In a separate query, Margaret Baker from Grangemouth reports taking 10mg of omeprazole for at least 25 years to manage a hiatus hernia. She has read concerning stories about the drug and considered stopping, but found her hernia became sore without it. She is also concerned about newly developed arthritis and wonders if the medication is linked.

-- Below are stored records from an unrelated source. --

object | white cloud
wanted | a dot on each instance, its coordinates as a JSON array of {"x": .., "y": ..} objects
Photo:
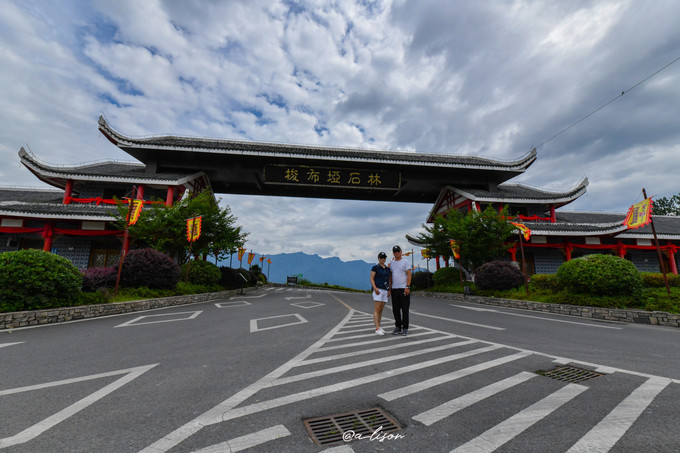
[{"x": 491, "y": 79}]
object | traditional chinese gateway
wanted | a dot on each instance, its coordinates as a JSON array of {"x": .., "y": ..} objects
[{"x": 76, "y": 219}]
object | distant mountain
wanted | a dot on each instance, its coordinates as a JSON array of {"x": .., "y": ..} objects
[{"x": 334, "y": 271}]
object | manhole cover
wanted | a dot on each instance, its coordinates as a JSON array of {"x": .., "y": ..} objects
[
  {"x": 570, "y": 373},
  {"x": 339, "y": 428}
]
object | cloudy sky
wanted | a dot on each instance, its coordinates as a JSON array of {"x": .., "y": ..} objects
[{"x": 492, "y": 79}]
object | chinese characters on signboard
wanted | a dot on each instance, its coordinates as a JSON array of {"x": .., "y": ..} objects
[{"x": 331, "y": 177}]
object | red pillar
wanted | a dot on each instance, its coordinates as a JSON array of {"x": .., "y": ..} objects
[
  {"x": 171, "y": 196},
  {"x": 671, "y": 259},
  {"x": 47, "y": 234},
  {"x": 68, "y": 190},
  {"x": 140, "y": 192}
]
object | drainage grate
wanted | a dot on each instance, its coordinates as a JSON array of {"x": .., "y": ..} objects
[
  {"x": 570, "y": 373},
  {"x": 362, "y": 424}
]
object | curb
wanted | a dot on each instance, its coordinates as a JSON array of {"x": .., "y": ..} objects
[
  {"x": 18, "y": 319},
  {"x": 655, "y": 318}
]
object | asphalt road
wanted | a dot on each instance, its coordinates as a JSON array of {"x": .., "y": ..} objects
[{"x": 245, "y": 374}]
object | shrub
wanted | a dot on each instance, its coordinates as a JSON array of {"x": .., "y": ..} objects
[
  {"x": 655, "y": 280},
  {"x": 34, "y": 279},
  {"x": 446, "y": 276},
  {"x": 600, "y": 275},
  {"x": 499, "y": 276},
  {"x": 150, "y": 268},
  {"x": 547, "y": 282},
  {"x": 99, "y": 277},
  {"x": 202, "y": 273},
  {"x": 422, "y": 280}
]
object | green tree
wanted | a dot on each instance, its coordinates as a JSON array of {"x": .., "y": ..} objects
[
  {"x": 667, "y": 205},
  {"x": 481, "y": 236},
  {"x": 164, "y": 227}
]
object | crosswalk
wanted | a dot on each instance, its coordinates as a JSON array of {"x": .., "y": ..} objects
[{"x": 349, "y": 357}]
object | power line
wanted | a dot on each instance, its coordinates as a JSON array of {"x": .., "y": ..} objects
[{"x": 607, "y": 103}]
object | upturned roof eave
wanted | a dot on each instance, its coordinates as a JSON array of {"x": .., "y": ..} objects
[{"x": 57, "y": 177}]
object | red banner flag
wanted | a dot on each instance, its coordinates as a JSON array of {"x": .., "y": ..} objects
[
  {"x": 639, "y": 215},
  {"x": 194, "y": 228},
  {"x": 455, "y": 249}
]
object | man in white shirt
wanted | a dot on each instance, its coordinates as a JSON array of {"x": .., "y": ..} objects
[{"x": 401, "y": 291}]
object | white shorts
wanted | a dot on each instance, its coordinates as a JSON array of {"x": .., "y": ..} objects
[{"x": 382, "y": 297}]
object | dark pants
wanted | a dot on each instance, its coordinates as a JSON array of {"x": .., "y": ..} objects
[{"x": 400, "y": 305}]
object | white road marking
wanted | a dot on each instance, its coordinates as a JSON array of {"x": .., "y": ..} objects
[
  {"x": 371, "y": 362},
  {"x": 4, "y": 345},
  {"x": 438, "y": 380},
  {"x": 307, "y": 304},
  {"x": 308, "y": 296},
  {"x": 459, "y": 321},
  {"x": 133, "y": 322},
  {"x": 255, "y": 328},
  {"x": 606, "y": 433},
  {"x": 542, "y": 318},
  {"x": 247, "y": 297},
  {"x": 239, "y": 303},
  {"x": 451, "y": 407},
  {"x": 42, "y": 426},
  {"x": 510, "y": 428},
  {"x": 247, "y": 441}
]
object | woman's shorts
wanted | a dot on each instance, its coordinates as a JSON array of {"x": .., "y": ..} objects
[{"x": 382, "y": 297}]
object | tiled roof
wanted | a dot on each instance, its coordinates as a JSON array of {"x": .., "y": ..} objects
[
  {"x": 275, "y": 149},
  {"x": 523, "y": 193},
  {"x": 101, "y": 171},
  {"x": 30, "y": 195}
]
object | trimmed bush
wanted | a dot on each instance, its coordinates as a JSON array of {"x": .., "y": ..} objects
[
  {"x": 600, "y": 275},
  {"x": 99, "y": 277},
  {"x": 498, "y": 276},
  {"x": 202, "y": 273},
  {"x": 422, "y": 280},
  {"x": 150, "y": 268},
  {"x": 547, "y": 282},
  {"x": 34, "y": 279},
  {"x": 446, "y": 276}
]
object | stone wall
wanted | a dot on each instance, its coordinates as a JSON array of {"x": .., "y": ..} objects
[
  {"x": 18, "y": 319},
  {"x": 659, "y": 318}
]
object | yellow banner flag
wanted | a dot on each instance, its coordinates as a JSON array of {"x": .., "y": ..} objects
[
  {"x": 194, "y": 228},
  {"x": 524, "y": 231},
  {"x": 135, "y": 211},
  {"x": 639, "y": 215}
]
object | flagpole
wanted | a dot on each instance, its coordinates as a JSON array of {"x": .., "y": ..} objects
[
  {"x": 658, "y": 249},
  {"x": 125, "y": 237}
]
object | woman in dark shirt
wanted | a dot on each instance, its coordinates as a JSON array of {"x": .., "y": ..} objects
[{"x": 381, "y": 278}]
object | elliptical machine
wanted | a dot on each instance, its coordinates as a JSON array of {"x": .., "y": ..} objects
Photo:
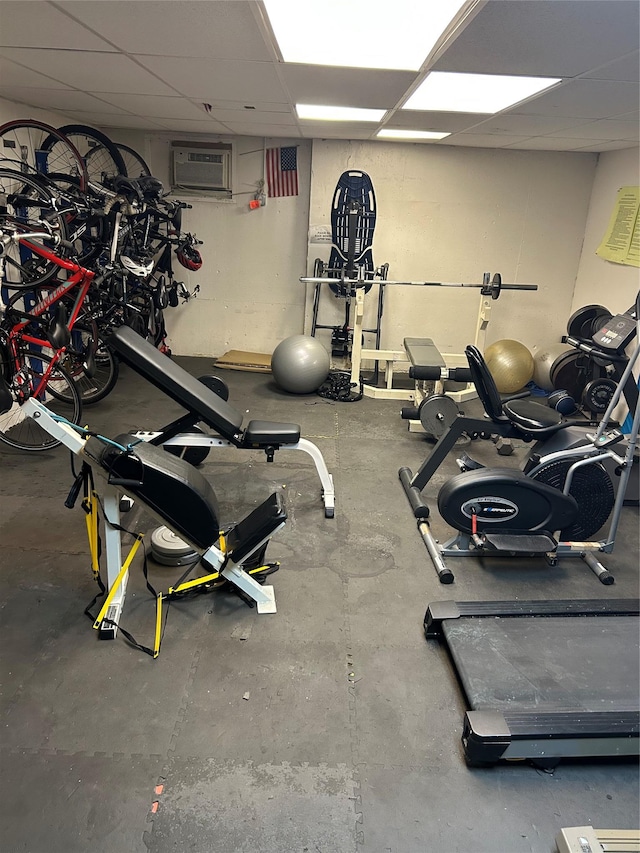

Dr. Scurr responds by noting that omeprazole is a proton pump inhibitor (PPI) widely prescribed to suppress stomach acid production, a fact that underscores its general safety profile and the reason it is often available without a prescription. He emphasizes that any long-term medication requires annual reassessment to ensure benefits outweigh risks. Since the drug effectively eases the pain of her hernia, the benefit of her modest dose is clear and must be weighed against potential harms. He highlights that because stomach acid is necessary for absorbing vitamin B12 from food, long-term PPI use carries a risk of deficiency, which can lead to fatigue and muscle weakness. Similarly, prolonged use can affect the absorption of magnesium and calcium. A lack of calcium may result in weak bones and increased fracture risk, while a magnesium deficiency can cause muscle cramps and heart rhythm problems.

Annual blood tests are now required to monitor these specific levels.

Suppressing stomach acid theoretically increases the risk of infection from organisms entering the gastrointestinal tract, such as C. diff or Salmonella, both of which can cause severe diarrhea, fever, and pain.

The serious risks associated with long-term use, including weakened bones, are not definitive, especially since many patients on these highly effective drugs for extended periods also suffer from other health conditions requiring different medications, which may introduce interactions.

There is no evidence linking the long-term use of omeprazole to arthritis.

It is advised to continue taking the small daily dose of omeprazole while discussing concerns with a doctor on an annual basis.